I was just 12 years old and excited that in three days I would be turning 13. I would finally be a teenager, and it was summertime. No school or studies to worry about, just fun. I was in a different town, spending the weekend with my best friend. We had become separated that school year when her parents divorced and she was whisked away to live with her father. When weekends approached, I would beg and plead with my mother to let me spend the weekend at my friends. I usually didn’t get my way with these requests, but using my upcoming birthday as part of my argument worked this time.
Though my mother didn’t know, my friend and I were mostly unsupervised and free to make all sorts of bad decisions together. We would walk to the corner store and buy cigarettes from a clerk with no morals, stay up all night, and usually find some sort of alcohol to drink. There was a boy who lived on the street behind her that I had a crush on. I knew nothing about him, except that I thought he was “cute” and that he was at least 3 to 4 years older than me.
I was too young and awkward for dating, but I still always tried to find out where he was. My friend and I would walk to the park where I would watch him shoot basketball, or to a small patch of woods where she and I would sit on a log together while he and a group of his friends would ride their bikes along the trails. Sometimes I would never find him, but either way no words were ever spoken between us. What was a 12-year-old girl to say? I had no idea if he even knew I was basically tracking him down, and thinking back- I am not sure my best friend knew either.
That weekend I ended up across the street with my friend. She had lived in that neighborhood most of the school year and was obviously comfortable visiting this home. No adults were present, just her, I and the boy who lived there. He was a couple of years older, but she knew him from school. We sat in the kitchen talking over a blaring radio while sipping on big gulps of cola from the corner store. At some point, I went into the living room to gather something from my purse. There I heard music that was even louder than what we were listening to in the kitchen. The music was coming from the second floor and it wasn’t concerning. I merely assumed another family member was busy living their life on a different floor of the house and turned back to return to the kitchen. It was at this point that everything changed.
The boy I was obsessed with was looking directly at me as he was making his way down the staircase. Along with the Ozzy Osbourne track he was so loudly playing, he pointed directly at me and in perfect sync with the lyrics of the song, mouthed “I am Iron Man”.

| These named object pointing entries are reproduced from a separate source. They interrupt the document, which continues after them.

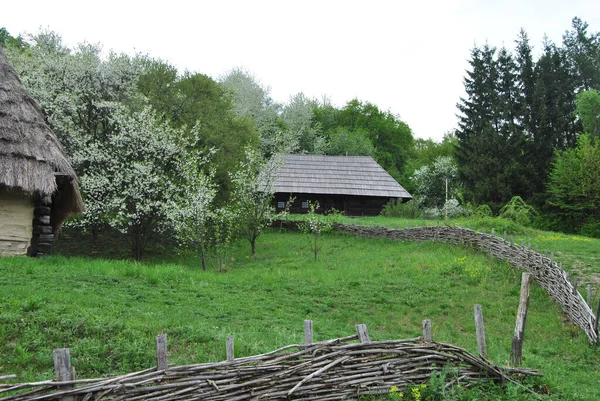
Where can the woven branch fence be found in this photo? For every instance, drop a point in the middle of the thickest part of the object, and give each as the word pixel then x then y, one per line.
pixel 333 370
pixel 545 271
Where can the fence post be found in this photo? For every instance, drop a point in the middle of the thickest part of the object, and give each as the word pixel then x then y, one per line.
pixel 230 349
pixel 63 371
pixel 161 352
pixel 480 331
pixel 597 317
pixel 308 337
pixel 363 333
pixel 516 351
pixel 427 337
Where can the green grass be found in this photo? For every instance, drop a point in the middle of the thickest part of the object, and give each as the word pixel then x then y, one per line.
pixel 109 311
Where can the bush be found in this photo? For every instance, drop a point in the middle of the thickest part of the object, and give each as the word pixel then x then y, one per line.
pixel 482 211
pixel 454 210
pixel 396 208
pixel 519 212
pixel 591 228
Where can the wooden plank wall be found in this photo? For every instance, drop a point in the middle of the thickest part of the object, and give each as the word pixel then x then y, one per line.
pixel 16 216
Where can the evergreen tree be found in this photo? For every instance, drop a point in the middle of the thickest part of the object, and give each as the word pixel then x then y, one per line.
pixel 582 51
pixel 553 119
pixel 481 147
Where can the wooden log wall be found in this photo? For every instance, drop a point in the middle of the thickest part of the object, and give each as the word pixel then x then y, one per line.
pixel 16 212
pixel 42 236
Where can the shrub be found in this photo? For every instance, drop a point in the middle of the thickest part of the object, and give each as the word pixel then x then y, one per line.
pixel 455 209
pixel 591 228
pixel 519 212
pixel 482 211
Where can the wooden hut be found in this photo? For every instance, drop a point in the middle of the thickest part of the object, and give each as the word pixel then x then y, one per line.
pixel 38 187
pixel 354 185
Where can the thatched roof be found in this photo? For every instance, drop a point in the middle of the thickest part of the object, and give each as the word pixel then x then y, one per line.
pixel 30 154
pixel 336 175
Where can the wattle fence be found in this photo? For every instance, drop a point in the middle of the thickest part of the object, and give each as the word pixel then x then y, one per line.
pixel 544 270
pixel 338 369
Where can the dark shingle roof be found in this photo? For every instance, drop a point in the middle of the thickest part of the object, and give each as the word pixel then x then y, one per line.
pixel 336 175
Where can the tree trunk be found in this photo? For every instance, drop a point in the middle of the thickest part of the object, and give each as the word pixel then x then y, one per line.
pixel 136 243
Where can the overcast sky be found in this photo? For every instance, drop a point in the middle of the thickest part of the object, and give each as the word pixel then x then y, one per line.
pixel 408 57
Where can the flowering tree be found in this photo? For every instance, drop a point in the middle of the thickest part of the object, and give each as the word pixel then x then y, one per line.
pixel 139 175
pixel 252 195
pixel 430 182
pixel 315 224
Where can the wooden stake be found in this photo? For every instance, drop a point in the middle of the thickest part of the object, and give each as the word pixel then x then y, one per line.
pixel 161 352
pixel 363 333
pixel 480 331
pixel 229 348
pixel 308 337
pixel 427 337
pixel 597 317
pixel 516 351
pixel 63 371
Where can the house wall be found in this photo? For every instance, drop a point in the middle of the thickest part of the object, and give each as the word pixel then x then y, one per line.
pixel 16 216
pixel 348 204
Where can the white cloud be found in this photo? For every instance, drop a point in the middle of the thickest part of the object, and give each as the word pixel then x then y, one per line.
pixel 406 57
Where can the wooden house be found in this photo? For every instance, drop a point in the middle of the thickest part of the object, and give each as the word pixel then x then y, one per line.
pixel 354 185
pixel 38 187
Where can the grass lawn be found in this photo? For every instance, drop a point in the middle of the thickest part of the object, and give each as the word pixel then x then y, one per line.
pixel 109 311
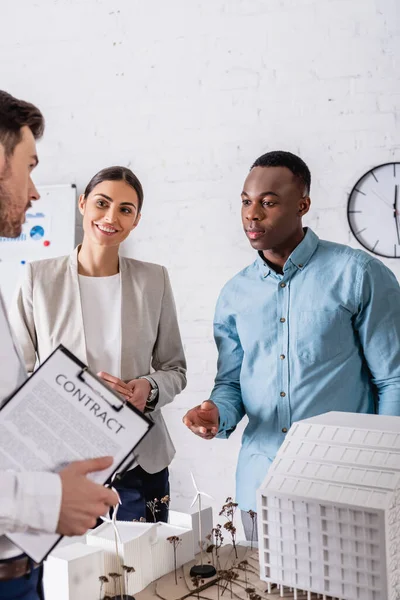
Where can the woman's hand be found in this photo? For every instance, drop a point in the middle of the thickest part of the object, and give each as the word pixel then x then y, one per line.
pixel 116 384
pixel 136 391
pixel 140 390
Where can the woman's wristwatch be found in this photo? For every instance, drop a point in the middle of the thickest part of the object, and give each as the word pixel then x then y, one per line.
pixel 153 395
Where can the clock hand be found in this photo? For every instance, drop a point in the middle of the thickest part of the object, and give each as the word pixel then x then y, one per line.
pixel 380 198
pixel 395 212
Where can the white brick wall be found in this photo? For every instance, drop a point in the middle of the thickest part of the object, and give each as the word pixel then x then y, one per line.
pixel 188 94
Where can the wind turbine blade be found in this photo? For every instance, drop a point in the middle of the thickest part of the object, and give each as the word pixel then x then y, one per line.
pixel 206 495
pixel 194 483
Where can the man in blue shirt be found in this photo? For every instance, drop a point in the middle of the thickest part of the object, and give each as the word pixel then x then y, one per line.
pixel 311 326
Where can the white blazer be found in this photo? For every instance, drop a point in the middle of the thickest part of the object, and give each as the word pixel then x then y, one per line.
pixel 48 312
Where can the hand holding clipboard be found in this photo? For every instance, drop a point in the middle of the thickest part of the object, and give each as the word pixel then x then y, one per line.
pixel 61 414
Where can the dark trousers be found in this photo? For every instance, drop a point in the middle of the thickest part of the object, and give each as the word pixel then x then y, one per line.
pixel 28 587
pixel 140 492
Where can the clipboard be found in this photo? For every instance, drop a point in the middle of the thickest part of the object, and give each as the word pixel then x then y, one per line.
pixel 63 413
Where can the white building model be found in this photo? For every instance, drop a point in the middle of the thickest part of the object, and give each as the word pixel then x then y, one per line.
pixel 329 508
pixel 72 571
pixel 143 546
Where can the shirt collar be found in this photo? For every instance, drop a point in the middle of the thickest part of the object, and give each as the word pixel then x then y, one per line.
pixel 300 255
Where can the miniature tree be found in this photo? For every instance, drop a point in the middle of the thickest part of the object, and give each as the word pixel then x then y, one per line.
pixel 196 583
pixel 117 577
pixel 103 579
pixel 228 511
pixel 210 548
pixel 127 571
pixel 253 517
pixel 218 537
pixel 152 505
pixel 175 541
pixel 243 565
pixel 165 500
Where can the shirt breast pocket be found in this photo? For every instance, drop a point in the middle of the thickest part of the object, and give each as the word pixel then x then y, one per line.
pixel 321 335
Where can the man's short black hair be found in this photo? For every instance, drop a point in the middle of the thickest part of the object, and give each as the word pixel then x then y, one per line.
pixel 15 114
pixel 279 158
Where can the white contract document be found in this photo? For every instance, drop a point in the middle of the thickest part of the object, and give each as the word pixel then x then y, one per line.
pixel 63 413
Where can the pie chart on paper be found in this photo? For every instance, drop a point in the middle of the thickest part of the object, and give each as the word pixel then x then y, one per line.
pixel 37 232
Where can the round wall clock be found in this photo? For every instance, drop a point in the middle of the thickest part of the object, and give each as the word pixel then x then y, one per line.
pixel 373 210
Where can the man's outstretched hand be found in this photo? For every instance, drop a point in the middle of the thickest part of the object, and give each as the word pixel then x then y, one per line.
pixel 203 420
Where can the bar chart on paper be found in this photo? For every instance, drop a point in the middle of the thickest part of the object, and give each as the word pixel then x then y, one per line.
pixel 49 231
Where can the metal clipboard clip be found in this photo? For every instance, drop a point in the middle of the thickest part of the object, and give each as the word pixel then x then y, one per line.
pixel 81 377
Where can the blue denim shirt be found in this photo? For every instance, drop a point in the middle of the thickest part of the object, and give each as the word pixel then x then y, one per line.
pixel 323 336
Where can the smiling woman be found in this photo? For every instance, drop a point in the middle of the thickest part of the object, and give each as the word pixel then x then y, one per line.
pixel 118 316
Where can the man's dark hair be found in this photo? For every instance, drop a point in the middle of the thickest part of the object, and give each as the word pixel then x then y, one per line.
pixel 15 114
pixel 279 158
pixel 117 174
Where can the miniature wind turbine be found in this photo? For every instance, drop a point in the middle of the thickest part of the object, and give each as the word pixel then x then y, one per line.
pixel 201 570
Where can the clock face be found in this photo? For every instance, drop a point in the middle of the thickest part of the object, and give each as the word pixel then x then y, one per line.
pixel 373 210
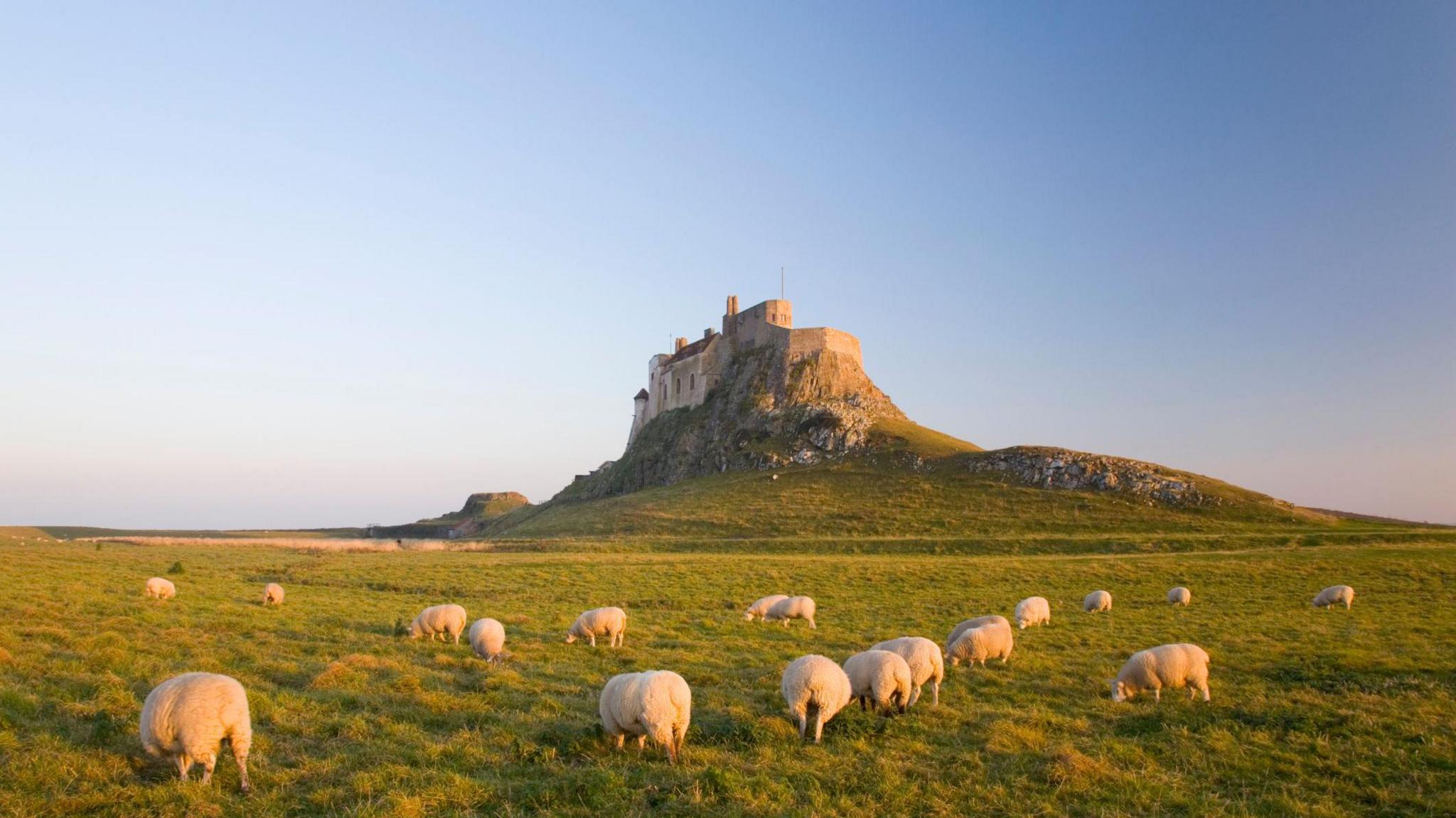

He was there and my heart and tummy certainly fluttered! I was three rooms away from my friend and standing there dumb founded. He said my name and I was astonished that he knew it, let alone that I existed. He approached me and told me that he was moving in there with his friend and there were two different rooms he could pick from. He wanted my opinion on which room to choose and would I come upstairs to check them out.
At a naïve 12 years of age, not one inkling of danger or ill thoughts entered my head. I blindly and eagerly followed him upstairs to give my advice on the “important decision” he needed to make. At the top of the steps a long hall way with doors lining each side presented itself. I was a bit impressed and envious of him being in the position of being able to pick a room to live with his friend.
He opened the second door on the left and stated that it was the room he was thinking of choosing because it was bigger and had more windows. I was starting to say something or ask a question when he shut the door and quickly slid a hook down that locked the door from the inside. It was at this point that I realized the utter stupidity of my innocence and trust in humans.
But there was no time for realizations as I was already thrown on the bed, pinned and half undressed. My fighting and yelling was drowned out by the music, but the pain I felt was louder and more intense than any Ozzy song.
No matter what I tried, I could not free my hands as “the cute boy” proceeded to rape me. Though it felt like forever, the same song was still playing when I was finally free to flee. Now that I am in my forties, the song still makes me sick; particularly the introduction where Ozzy declares, “I am Iron Man”.
However, I have turned into something stronger and more resilient that enables me to declare firmly that “I AM IRON WOMAN”.